Comment s’étonner que les homosexuels soient soulevés d’espoir à la perspective de sortir de la honte symbolique où ils furent condamnés ?
Comment s’étonner que les homosexuels soient soulevés d’espoir et bouleversés à la perspective de sortir des limbes sociales et de la honte symbolique où ils furent condamnés pendant des siècles ? Ils ont le même besoin que tout le monde d’inscrire leur histoire particulière dans l’Histoire commune, dans la société, dans les mémoires des autres. Le symbole résiste au passage du temps et au flou des souvenirs. On se souvient d’être allé au mariage d’untel ou unetelle il y a quarante ans ! Les couples gays ont le droit eux aussi d’accéder au symbole qui seul pourra leur reconnaître officiellement ce qui est reconnu pour les autres : « Ils ont aimé ».
Depuis que la notion juridique de bâtardise ou de filiation illégitime a été abolie au profit d’une reconnaissance juridique universelle de toute filiation reconnue par le père indépendamment de son statut marital avec la mère, le mariage a perdu le dernier lien nécessaire qui le rattachait juridiquement à la filiation.
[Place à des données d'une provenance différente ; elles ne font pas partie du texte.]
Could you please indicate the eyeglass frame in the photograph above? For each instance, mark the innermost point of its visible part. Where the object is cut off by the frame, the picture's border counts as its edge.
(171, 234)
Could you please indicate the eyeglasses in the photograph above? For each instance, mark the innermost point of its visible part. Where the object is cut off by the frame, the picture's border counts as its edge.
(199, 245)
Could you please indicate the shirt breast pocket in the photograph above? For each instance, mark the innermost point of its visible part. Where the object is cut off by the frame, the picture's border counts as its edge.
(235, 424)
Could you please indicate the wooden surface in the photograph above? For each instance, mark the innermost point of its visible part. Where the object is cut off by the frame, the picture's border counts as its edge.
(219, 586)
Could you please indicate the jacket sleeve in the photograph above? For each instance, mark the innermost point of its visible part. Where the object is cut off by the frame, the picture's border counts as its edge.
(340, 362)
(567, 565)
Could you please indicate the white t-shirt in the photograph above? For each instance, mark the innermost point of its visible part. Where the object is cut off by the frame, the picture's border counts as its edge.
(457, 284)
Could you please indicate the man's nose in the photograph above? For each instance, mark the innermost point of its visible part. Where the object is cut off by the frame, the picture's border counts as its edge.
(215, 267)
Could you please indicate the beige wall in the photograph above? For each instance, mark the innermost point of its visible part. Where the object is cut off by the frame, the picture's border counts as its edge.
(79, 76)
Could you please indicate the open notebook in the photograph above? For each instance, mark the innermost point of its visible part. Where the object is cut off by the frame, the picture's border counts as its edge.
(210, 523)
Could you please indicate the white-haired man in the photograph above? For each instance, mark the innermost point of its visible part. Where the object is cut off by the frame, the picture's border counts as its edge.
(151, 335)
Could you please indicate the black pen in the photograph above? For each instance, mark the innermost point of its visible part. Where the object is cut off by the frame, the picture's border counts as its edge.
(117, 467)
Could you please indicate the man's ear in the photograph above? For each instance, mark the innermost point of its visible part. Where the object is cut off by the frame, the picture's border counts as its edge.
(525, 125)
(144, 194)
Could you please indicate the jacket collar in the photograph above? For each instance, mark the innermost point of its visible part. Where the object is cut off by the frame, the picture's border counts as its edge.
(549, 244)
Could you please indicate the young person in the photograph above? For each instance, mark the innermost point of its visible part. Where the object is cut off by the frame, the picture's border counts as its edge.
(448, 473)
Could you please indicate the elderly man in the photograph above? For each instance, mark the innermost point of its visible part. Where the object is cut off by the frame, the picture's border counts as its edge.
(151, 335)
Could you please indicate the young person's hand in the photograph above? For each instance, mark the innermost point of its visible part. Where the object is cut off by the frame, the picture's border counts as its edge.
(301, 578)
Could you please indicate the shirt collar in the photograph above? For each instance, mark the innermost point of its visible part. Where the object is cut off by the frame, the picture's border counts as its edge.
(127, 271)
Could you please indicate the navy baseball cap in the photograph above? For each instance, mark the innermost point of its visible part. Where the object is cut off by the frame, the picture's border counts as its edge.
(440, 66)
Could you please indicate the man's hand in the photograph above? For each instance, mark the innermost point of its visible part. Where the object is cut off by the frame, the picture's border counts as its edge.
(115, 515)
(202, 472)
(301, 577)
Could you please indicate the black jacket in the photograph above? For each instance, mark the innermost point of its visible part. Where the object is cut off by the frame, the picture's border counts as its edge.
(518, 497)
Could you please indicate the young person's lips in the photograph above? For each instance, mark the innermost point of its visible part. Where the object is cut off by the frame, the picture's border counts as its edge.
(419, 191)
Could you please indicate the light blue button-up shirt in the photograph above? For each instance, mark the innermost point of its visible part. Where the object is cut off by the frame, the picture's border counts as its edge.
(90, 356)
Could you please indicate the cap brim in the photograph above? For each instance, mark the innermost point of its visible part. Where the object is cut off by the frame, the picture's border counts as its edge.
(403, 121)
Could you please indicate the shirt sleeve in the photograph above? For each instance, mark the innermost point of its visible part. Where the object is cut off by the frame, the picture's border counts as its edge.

La prise en compte de cette distinction entre la chose et le symbole détermine le contenu et le niveau du débat sur la nature du mariage (et donc sur le bien-fondé de la bénédiction nuptiale pour les homosexuels).
L’institution du mariage (ce symbole) a une histoire dans notre propre civilisation ; elle connaît de multiples variantes à l’échelle des civilisations, est sujette à de multiples transformations que les anthropologues et les sociologues recensent et décrivent. Si personne – et les homosexuels pas plus que quiconque – ne songerait à nier la réalité de la reproduction sexuée de l’espèce, les fameuses banderoles et tee-shirts illustraient cependant un certain état sociologique du mariage : papa, maman, et les deux enfants. On pourrait au moins s’accorder sur le fait que la Manif pour tous s’est appropriée jalousement et surtout abusivement le symbole du mariage, pour lui faire recouvrir un certain modèle culturel qui n’avait pas lieu d’être absolutisé de la sorte.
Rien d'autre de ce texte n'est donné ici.